Dua surat yang saya salin untuk mengawali tulisan ini adalah dua surat favorit saya. Dua dari (hanya) tiga puluh sembilan surat yang masih bisa terselamatkan sesudah kekalahan NAZI Jerman di PD II, untuk kemudian dibukukan menjadi “Last Letters from Stalingrad”  terbitan The American Library of World Literature (1965). Surat pertama dikirim oleh seorang suami dan ditujukan pada istrinya, sementara surat kedua dikirim oleh seorang ayah untuk anak perempuannya. Meski memiliki konteks yang berbeda, keduanya punya kesamaan: setiap surat dikirimkan kepada satu orang, oleh seseorang yang sadar dan tahu bahwa itu adalah kata-kata penghabisan yang dapat ditulisnya.

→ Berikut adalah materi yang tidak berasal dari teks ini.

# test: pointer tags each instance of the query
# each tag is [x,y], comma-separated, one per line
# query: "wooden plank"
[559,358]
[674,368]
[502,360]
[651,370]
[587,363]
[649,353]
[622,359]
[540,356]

Membaca satu per satu surat-surat dalam buku ini akan menuntun kita menemukan kisah tentang pengakuan yang jujur tentang kekalahan dan kebodohan mengapa perang harus digelar. Para kesatria yang berangkat berjuang demi negeri dengan semangat yang berapi-api (juga diiringi upacara yang meriah dan berwarna, penuh gegap gempita) justru menemukan sendiri alasan paling rasional mengapa perang harus ditolak, ketika mereka berjibaku di medan laga. Harapan kehidupan yang semakin menipis, rasa frustasi dan keterpisahan, juga derita yang begitu menyakitkan adalah realitas manusiawi yang mesti mereka hadapi.

Kita seringkali lupa bahwa perang adalah proses mengirim para prajurit ke medan laga untuk meregang nyawa. Saat kita menyalakan televisi dan mendengar berita soal perang, itu semua hanyalah berita soal angka: jumlah peluru yang dihabiskan, jumlah tank yang terbakar, jumlah pesawat yang jatuh, jumlah prajurit yang meninggal. Tak lebih dari sekadar hitung-hitungan statistik belaka. Meninggalnya prajurit di medan perang pun diganti dengan kata “gugur”. Mungkin terasa harum, tapi tetap saja,  bagi keluarga yang ditinggalkan, masa depan tak menentu adalah realitas yang harus mereka hadapi di kemudian hari.

Benarkah perang dan mengirim para prajurit untuk saling berhadapan adalah sesuatu yang layak untuk dilakukan? Untuk yang satu ini agaknya saya sependapat dengan perkataan Munir dalam epilog buku ini: perang, di era modern, adalah kekonyolan yang abadi.